A picture of a long haired grey cat eating a treat

How to recognise and prevent cat poisoning

A picture of Dr Scott Miller veterinary surgeon, ITV This Morning celebrity vet

Dr Scott Miller

Cats have an uncanny ability to get themselves into all sorts of mischief. And when you have a bold adventurer in your home, it’s easy for your cat to get hold of toxic things.

Poisoning is one of the most common conditions claimed through cat insurance.

Below, Dr Scott Miller goes through some of the poisonous plants and items in and around your home. Find out how to spot the signs of poisoning and what to do if you think your feline has eaten something toxic.



A picture of a ginger cat near tulips

What plants and flowers are poisonous to cats?

Some of the most beautiful greenery in and outside of the house can be dangerous for your cats.

This includes (but isn’t limited to):

  • Lilies – all parts of the lily plant are highly toxic to cats, including the pollen. Ingestion can lead to kidney damage and can be fatal.
  • Daffodils – these can cause vomiting, diarrhoea, abdominal pain, convulsions, and serious cardiac problems.
  • Tulips – the bulb has toxins that can cause intense gastrointestinal irritation, drooling, and loss of appetite. It can also affect the central nervous system and lead to convulsions and cardiac abnormalities.
  • Carnations – they can cause vomiting and diarrhoea and sometimes lead to mild dermatitis.
  • Chrysanthemums – also known as ‘mums’, these can cause vomiting, diarrhoea, hypersalivation, incoordination, and dermatitis.
  • Peonies – these can cause vomiting, diarrhoea, and lethargy.
  • Aloe vera – this plant can lead to vomiting, diarrhoea, lethargy, and tremors.
  • Foxgloves – these can affect the heart.


Interestingly, the following popular plants and flowers aren’t known to be toxic to cats. But it’s never completely safe, so be careful they aren’t chewed or swallowed:

  • Orchids
  • Roses – the spikes can cause pain and injury if chewed
  • Primroses – can cause gastrointestinal upset


A picture of toxic foods for dogs including grapes, coffee, onions, and chocolate

Household items that are toxic to cats

Some common items lying around the house can also be very dangerous for your feline.

As we know, cats are fantastic climbers, so simply putting things out of reach won’t work – you’ll need to properly secure them away.

Foods that are toxic for cats include:

  • Chocolate – this leads to vomiting, diarrhoea, rapid breathing, increased heart rate, and seizures.
  • Onions and garlic – all members of the onion family can cause problems in certain amounts. They cause gastrointestinal upset and could even lead to anaemia.
  • Grapes and raisins – even small amounts can cause kidney failure.

If you want to give your feline a tasty treat, check out this list of cat-safe human foods.


Elsewhere in and around the home, be careful of:

  • Human medication – including paracetamol and ibuprofen which can cause gastrointestinal upset, severe organ damage, and even death.
  • Cleaning products – many contain harmful chemicals including bleach, ammonia, chlorine, phenols, and alcohol. These can lead to mild gastrointestinal upset, severe chemical burns, or even inhalation injuries.
  • Antifreeze – symptoms can appear too late for treatment and can result in kidney failure.
  • Essential oils and diffusers – some diffused oils like peppermint, citrus, and tea tree can cause liver damage and neurological symptoms.


A picture of a drooling fluffy black cat

Cat poisoning symptoms

As we’ve seen, different toxic items can make your cat poorly in different ways. When it comes to general signs of poisoning, look out for:

  • Vomiting
  • Diarrhoea
  • Excessive drooling
  • Loss of coordination
  • Seizures
  • Changes in breathing

Take your cat straight to the vet if you notice any of these symptoms. Speed is of the essence when it comes to poisoning.

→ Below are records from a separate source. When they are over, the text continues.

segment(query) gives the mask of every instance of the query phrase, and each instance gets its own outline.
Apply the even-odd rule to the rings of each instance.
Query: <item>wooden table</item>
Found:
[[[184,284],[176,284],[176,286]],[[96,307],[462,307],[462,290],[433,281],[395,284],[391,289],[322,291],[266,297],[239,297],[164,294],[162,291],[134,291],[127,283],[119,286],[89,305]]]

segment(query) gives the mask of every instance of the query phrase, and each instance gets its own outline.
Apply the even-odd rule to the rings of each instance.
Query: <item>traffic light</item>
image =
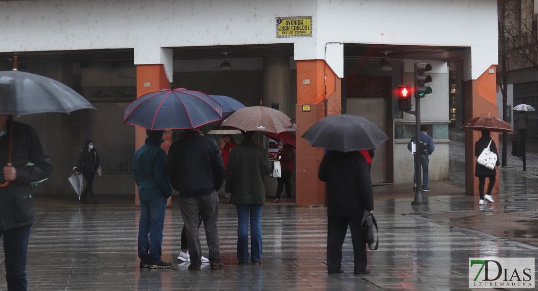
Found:
[[[398,86],[398,108],[400,111],[411,111],[410,89],[407,86]]]
[[[431,82],[431,76],[424,74],[431,70],[431,65],[425,62],[415,63],[415,94],[421,97],[431,93],[431,87],[424,86],[424,83]],[[416,95],[415,95],[416,96]]]

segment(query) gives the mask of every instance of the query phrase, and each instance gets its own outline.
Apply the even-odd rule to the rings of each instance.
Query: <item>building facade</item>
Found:
[[[91,138],[105,172],[95,190],[133,195],[132,153],[145,134],[122,124],[123,110],[136,97],[172,86],[229,96],[247,106],[260,100],[277,104],[295,121],[298,137],[328,115],[364,116],[390,138],[376,150],[373,182],[411,182],[407,143],[415,117],[399,110],[395,91],[413,85],[417,61],[433,68],[433,93],[421,102],[422,123],[436,143],[430,179],[445,180],[450,113],[468,119],[498,112],[499,2],[0,2],[0,66],[9,69],[17,53],[20,70],[62,82],[97,109],[20,118],[36,127],[53,159],[55,171],[39,188],[43,193],[70,190],[66,178],[82,143]],[[221,69],[225,61],[231,68]],[[455,62],[461,73],[452,77]],[[453,87],[462,93],[462,112],[452,110]],[[473,195],[472,145],[479,133],[466,134],[467,188]],[[296,154],[297,203],[324,204],[324,184],[317,178],[323,149],[298,137]]]

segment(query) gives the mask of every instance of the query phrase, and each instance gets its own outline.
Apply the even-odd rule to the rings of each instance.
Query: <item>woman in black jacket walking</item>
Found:
[[[482,151],[484,151],[484,149],[487,147],[488,145],[490,145],[490,141],[491,144],[490,145],[490,150],[497,155],[497,161],[495,163],[495,166],[498,166],[499,154],[497,153],[497,147],[495,145],[495,141],[493,141],[490,137],[490,131],[487,129],[482,131],[482,137],[477,140],[475,144],[475,155],[478,159],[480,154],[482,153]],[[493,169],[489,169],[478,164],[478,161],[476,162],[476,167],[475,168],[475,176],[478,177],[478,194],[480,194],[480,201],[479,201],[478,204],[480,205],[486,204],[486,201],[484,200],[484,198],[489,200],[490,202],[494,202],[491,197],[491,190],[493,190],[493,186],[495,186],[495,180],[497,175],[497,171],[495,168],[493,168]],[[486,184],[486,177],[490,178],[490,183],[487,185],[487,194],[484,195],[484,187]]]
[[[82,203],[88,203],[86,201],[86,196],[89,193],[90,195],[91,195],[91,200],[94,204],[97,204],[97,200],[95,198],[95,194],[94,194],[92,184],[94,183],[95,172],[99,167],[99,155],[97,154],[97,151],[94,148],[94,143],[90,139],[87,139],[84,142],[84,147],[80,151],[80,154],[79,155],[79,161],[76,162],[76,174],[78,175],[80,172],[82,172],[82,174],[84,175],[84,178],[86,179],[86,184],[87,184],[81,198]]]

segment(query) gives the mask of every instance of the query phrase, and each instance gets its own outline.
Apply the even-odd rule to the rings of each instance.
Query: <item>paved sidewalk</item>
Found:
[[[176,199],[166,212],[163,244],[163,258],[174,265],[171,269],[152,270],[138,268],[139,211],[129,206],[132,197],[100,197],[96,207],[81,206],[72,196],[38,197],[29,249],[29,289],[468,289],[469,257],[536,257],[538,247],[531,244],[537,239],[538,216],[527,215],[530,220],[520,223],[526,230],[517,233],[503,223],[509,220],[507,216],[536,213],[538,179],[501,171],[501,194],[493,196],[495,203],[479,207],[477,198],[464,194],[462,166],[451,162],[452,180],[430,183],[428,206],[411,206],[412,184],[374,187],[380,246],[368,252],[372,272],[368,275],[353,274],[349,233],[343,251],[345,273],[327,274],[323,207],[264,205],[264,263],[258,266],[237,265],[235,210],[221,205],[221,252],[226,267],[211,271],[204,265],[196,272],[188,271],[187,264],[176,259],[183,226]],[[201,230],[201,236],[204,242]],[[528,243],[521,242],[525,239]],[[202,244],[207,254],[207,246]],[[2,252],[0,264],[3,261]],[[0,289],[5,289],[1,266]]]

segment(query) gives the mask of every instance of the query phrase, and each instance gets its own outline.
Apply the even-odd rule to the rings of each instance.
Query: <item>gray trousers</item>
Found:
[[[221,260],[218,246],[218,194],[217,192],[192,198],[179,197],[179,209],[185,224],[187,241],[190,254],[190,264],[199,267],[202,264],[200,233],[198,230],[199,215],[202,215],[207,246],[209,249],[210,261]]]

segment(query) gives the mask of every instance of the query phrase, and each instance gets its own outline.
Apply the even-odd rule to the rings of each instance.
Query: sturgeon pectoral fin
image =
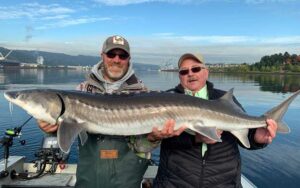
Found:
[[[248,129],[241,129],[236,131],[230,131],[239,141],[246,147],[250,148],[250,143],[248,139]]]
[[[86,132],[86,131],[80,132],[80,133],[79,133],[79,138],[80,138],[80,143],[81,143],[81,145],[83,146],[83,145],[86,143],[87,139],[88,139],[88,134],[87,134],[87,132]]]
[[[58,145],[63,152],[68,153],[70,151],[74,140],[78,134],[82,132],[82,127],[82,124],[78,124],[76,121],[60,121],[57,130],[57,140]]]
[[[216,127],[204,127],[201,125],[202,124],[196,124],[195,126],[190,127],[190,129],[212,140],[222,142],[221,138],[217,135]]]

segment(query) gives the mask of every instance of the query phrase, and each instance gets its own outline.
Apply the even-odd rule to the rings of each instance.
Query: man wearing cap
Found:
[[[225,91],[215,89],[208,80],[209,71],[199,54],[186,53],[178,61],[180,84],[169,90],[207,100],[222,97]],[[234,102],[244,110],[238,101]],[[201,114],[199,114],[201,116]],[[250,149],[260,149],[272,142],[277,124],[269,119],[267,128],[250,129]],[[156,188],[173,187],[242,187],[239,141],[229,132],[218,130],[222,142],[196,133],[174,134],[175,122],[169,121],[164,133],[153,129],[149,140],[162,138],[160,164],[154,181]],[[168,138],[169,137],[169,138]],[[241,145],[243,147],[243,145]]]
[[[78,90],[90,93],[145,91],[130,63],[128,41],[111,36],[103,43],[102,61],[96,64]],[[45,132],[55,132],[57,126],[38,121]],[[76,172],[78,188],[140,187],[155,144],[144,137],[125,137],[81,133],[79,161]],[[149,149],[150,148],[150,149]]]

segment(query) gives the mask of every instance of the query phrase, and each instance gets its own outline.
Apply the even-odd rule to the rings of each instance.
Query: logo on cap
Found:
[[[113,37],[113,43],[114,44],[120,44],[120,45],[124,45],[125,41],[122,37],[120,36],[114,36]]]

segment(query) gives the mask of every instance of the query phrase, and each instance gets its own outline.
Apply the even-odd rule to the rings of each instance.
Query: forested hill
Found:
[[[300,55],[289,54],[273,54],[263,56],[259,62],[250,66],[251,71],[288,71],[288,72],[300,72]]]
[[[0,52],[5,56],[10,50],[0,47]],[[92,66],[96,64],[100,57],[85,56],[85,55],[67,55],[64,53],[52,53],[44,51],[28,51],[28,50],[14,50],[7,59],[21,61],[24,63],[36,63],[37,57],[43,56],[44,65],[57,66],[57,65],[77,65],[77,66]],[[158,66],[149,64],[134,63],[137,69],[154,69],[157,70]]]

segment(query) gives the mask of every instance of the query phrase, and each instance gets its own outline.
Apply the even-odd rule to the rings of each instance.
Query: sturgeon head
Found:
[[[8,91],[4,97],[34,118],[56,124],[63,112],[63,101],[53,90]]]

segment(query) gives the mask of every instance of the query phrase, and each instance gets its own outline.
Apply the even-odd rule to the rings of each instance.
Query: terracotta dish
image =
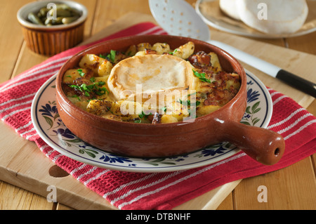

A picture of a Tuxedo cat being checked by a vet

How is cat poisoning treated?

To help your vet with diagnosing, try and let them know:

  • What you think your cat may have eaten
  • How much they ate
  • How long ago it happened


Depending on the type of poison and severity, your vet may:

  • Run tests such as blood work and urine analysis
  • Make your cat vomit to prevent further poison from getting into their bloodstream
  • Given them fluids to keep them hydrated and flush out toxins
  • Use oxygen therapy and bring their temperature down
  • Give them a specific antidote if they know the poison


> How long does it take for a cat to recover from poisoning?

Getting your cat immediate treatment increases the chances of complete recovery. Depending on what they’ve eaten, it can take anything from a few hours to days or weeks for them to get better.

You may need to keep taking care of your cat once they’ve been discharged from the vet. But don’t worry, your vet will give you at-home care instructions, including how to give your feline medicine.